For Downwrite, it isn’t solving the direct to fans model for artists, there’s already lots of options available. Kickstarter provides crowdfunding for popular artists, Bandcamp a download alternative to iTunes and so on. What it is doing, however, is creating yet another completely new way to take music and give it value. Instead of another t-shirt package, fans could have the opportunity to buy custom songs and artists might discover a hidden goldmine. It could also turn out to be something fans aren’t interested in either.

“The idea of commissioning someone to write a song has been around for centuries,” says Downwrite co founder Mark Rose. “Where we are trying to break new ground is the platform and community aspect of Downwrite. We want to allow songwriters to be available to their supporters on a level that is actually about creating and inspiring. plus it leads to a really neat creative space when songs are being written about the lives and stories of other people—usually songs that would not have otherwise been written.”
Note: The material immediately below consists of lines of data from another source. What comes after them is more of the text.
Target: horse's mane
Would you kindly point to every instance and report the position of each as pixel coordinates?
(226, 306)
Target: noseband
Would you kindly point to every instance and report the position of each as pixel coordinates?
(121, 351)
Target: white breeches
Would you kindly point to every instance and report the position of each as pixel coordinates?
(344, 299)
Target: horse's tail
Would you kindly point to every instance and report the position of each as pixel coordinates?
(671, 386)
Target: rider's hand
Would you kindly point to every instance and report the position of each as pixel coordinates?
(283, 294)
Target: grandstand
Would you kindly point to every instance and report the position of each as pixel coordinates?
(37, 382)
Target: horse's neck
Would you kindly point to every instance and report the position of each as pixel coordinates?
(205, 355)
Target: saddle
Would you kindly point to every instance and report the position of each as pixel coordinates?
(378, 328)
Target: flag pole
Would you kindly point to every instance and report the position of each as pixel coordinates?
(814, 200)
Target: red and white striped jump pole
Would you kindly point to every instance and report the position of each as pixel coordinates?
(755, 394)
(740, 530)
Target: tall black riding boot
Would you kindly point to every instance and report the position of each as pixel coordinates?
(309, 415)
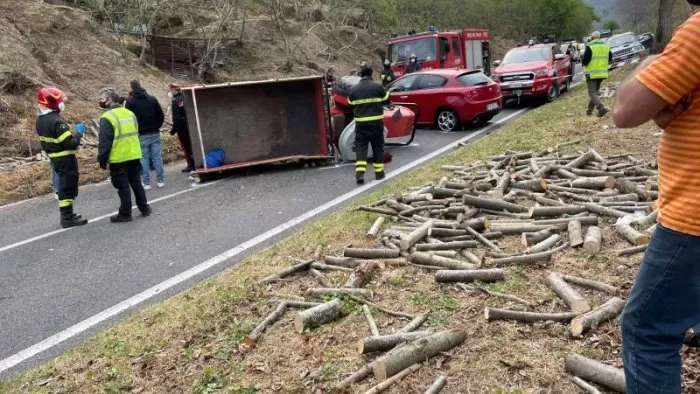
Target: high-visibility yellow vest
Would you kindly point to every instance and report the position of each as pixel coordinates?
(598, 67)
(126, 145)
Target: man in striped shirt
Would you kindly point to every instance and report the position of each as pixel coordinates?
(665, 300)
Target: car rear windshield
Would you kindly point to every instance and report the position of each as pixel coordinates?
(524, 55)
(474, 78)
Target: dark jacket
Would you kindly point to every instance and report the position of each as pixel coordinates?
(367, 99)
(52, 127)
(148, 112)
(179, 115)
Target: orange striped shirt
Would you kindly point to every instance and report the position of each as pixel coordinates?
(673, 75)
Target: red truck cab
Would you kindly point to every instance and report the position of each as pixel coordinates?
(462, 49)
(540, 70)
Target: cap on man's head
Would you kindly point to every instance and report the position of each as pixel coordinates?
(366, 71)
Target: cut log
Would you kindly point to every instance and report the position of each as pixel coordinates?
(466, 276)
(575, 236)
(630, 234)
(361, 275)
(571, 297)
(390, 381)
(374, 253)
(556, 211)
(303, 266)
(529, 317)
(387, 342)
(370, 321)
(601, 210)
(547, 244)
(321, 291)
(584, 386)
(318, 315)
(490, 203)
(439, 261)
(416, 235)
(632, 250)
(591, 284)
(374, 230)
(590, 321)
(417, 351)
(529, 239)
(437, 386)
(415, 323)
(597, 372)
(593, 241)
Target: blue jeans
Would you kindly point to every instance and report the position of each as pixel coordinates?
(151, 153)
(663, 305)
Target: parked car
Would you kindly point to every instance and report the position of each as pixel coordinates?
(449, 98)
(624, 46)
(534, 71)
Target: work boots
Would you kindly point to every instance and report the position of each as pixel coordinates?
(70, 219)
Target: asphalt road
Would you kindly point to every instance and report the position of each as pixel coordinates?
(52, 279)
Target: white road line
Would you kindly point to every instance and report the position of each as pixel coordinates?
(97, 219)
(107, 314)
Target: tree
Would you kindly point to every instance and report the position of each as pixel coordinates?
(611, 24)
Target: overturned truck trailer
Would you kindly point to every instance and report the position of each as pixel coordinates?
(257, 122)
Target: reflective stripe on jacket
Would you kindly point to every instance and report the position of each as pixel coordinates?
(598, 67)
(126, 145)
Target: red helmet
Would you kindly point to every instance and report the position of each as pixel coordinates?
(50, 98)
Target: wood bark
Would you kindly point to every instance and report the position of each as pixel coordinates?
(361, 275)
(318, 315)
(593, 241)
(375, 253)
(571, 297)
(490, 203)
(630, 234)
(556, 211)
(544, 245)
(466, 276)
(590, 321)
(370, 321)
(376, 226)
(597, 372)
(439, 261)
(529, 317)
(575, 235)
(591, 284)
(417, 351)
(387, 342)
(303, 266)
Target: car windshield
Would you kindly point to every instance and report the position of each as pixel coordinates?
(524, 55)
(424, 48)
(621, 40)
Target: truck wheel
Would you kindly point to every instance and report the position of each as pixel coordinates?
(447, 120)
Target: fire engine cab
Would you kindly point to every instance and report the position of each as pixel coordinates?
(461, 49)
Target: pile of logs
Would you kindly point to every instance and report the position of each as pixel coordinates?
(551, 202)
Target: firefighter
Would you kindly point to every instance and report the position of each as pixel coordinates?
(60, 145)
(413, 64)
(367, 99)
(387, 75)
(120, 148)
(180, 126)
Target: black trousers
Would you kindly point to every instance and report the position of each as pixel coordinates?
(67, 170)
(125, 178)
(366, 134)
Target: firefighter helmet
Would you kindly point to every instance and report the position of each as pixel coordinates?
(50, 98)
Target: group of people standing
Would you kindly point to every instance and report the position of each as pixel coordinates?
(129, 144)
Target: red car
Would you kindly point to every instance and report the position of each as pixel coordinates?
(540, 70)
(449, 98)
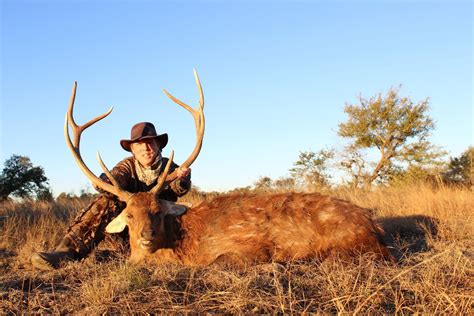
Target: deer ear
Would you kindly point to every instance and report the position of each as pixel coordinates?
(117, 225)
(175, 209)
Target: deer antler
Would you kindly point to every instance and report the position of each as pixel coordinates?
(198, 115)
(74, 147)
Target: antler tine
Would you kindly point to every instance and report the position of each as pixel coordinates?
(199, 122)
(74, 147)
(160, 185)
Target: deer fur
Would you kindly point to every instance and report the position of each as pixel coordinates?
(247, 229)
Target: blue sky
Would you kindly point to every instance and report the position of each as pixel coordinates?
(276, 76)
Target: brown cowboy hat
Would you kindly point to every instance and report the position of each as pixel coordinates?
(144, 130)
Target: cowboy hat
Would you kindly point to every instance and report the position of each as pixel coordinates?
(141, 131)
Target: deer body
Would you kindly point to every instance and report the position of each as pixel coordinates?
(254, 229)
(241, 228)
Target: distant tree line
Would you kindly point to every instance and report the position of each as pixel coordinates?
(390, 127)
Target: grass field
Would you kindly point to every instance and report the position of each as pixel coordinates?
(429, 229)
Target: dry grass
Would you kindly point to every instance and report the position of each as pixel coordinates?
(430, 230)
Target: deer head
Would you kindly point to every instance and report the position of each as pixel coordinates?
(144, 212)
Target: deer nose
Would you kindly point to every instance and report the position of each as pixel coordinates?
(147, 234)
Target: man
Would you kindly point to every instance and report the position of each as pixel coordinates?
(138, 173)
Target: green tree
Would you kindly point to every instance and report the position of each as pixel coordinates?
(264, 184)
(21, 179)
(310, 170)
(394, 126)
(460, 168)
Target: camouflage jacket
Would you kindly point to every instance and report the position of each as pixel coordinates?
(124, 172)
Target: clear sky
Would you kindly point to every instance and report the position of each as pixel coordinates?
(276, 76)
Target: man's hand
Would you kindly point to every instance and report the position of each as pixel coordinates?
(182, 172)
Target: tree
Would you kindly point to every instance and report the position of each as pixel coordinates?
(460, 168)
(311, 169)
(264, 184)
(20, 178)
(395, 127)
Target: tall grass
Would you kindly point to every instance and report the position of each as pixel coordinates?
(428, 229)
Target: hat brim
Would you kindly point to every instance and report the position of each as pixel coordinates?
(161, 139)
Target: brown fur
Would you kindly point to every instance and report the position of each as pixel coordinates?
(253, 229)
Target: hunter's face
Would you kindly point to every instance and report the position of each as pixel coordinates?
(145, 151)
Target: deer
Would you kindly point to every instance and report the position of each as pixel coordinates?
(237, 229)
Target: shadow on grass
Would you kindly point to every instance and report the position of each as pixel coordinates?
(406, 235)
It might seem a little like magic how the site works—being able to request a song and get a personal gift on the other side—but it’s not. When you visit the site and pick the person you’d like to write a song for you you’re asked to fill out a few specific questions. The idea is to give the songwriter as much information to go off of and be able to craft a song that feels personal—most likely including names and referencing fun times.

It’s a little like Joaquin Phoenix’s character’s greeting card writing job in the moving Her. People provide the things they think are important and the creative artist fills in the gaps and gives someone the means to say what they couldn’t.

“You have to think of it like, if I wanted a painting for my fiancé and I can’t do it, then I’m going to commission something I can have a little direction on,” says Nanna. “It’s still authentic, in fact, it’s even more authentic because you have these feelings but maybe you just aren’t the best at expressing them.”

The site just passed it 500th commissioned song and both Nanna and Rose seem very pleased where Downwrite gotten to and where it’s headed. There’s still a lot of work and a lot of items to check off the to-do list, however, including revamping the website and better videos explaining the process.

The hard work getting the site going hasn’t been without its benefits for the two founders though. Each has been able to stretch their songwriting skills in new and unique ways. For Nanna, the founding of Downwrite and finishing the upcoming Braid record overlapped a little and he incorporated some of those new skills into his band’s album. Something he started with Downwrite commissioned songs was videoing himself write a new song and then re-watch it the next day for a fresh perspective. He even brought Braid band member Chris Broach in on the practice and taped the two learn of them learning to play all of the new songs.

Rose, on the other hand brought up the point that he wasn’t sure how it would impact him to read the emotional stories people wanted documented through a song. As a songwriter it can test what you’re capable of to try and put yourself in other people’s place and write a touching song.

This is all part of what makes a product like a custom song more valuable and hopefully, for the musicians, worth people’s money. The custom-made songs from Downwrite might not save the music industry as a whole. The current state of the recorded music industry has a lot of issues it needs to work out.

But for the artists and fans who are actually interesting in using the service, Downwrite just might get them through another year until the publishers, distributers, and Spotifys of the world work the rest out.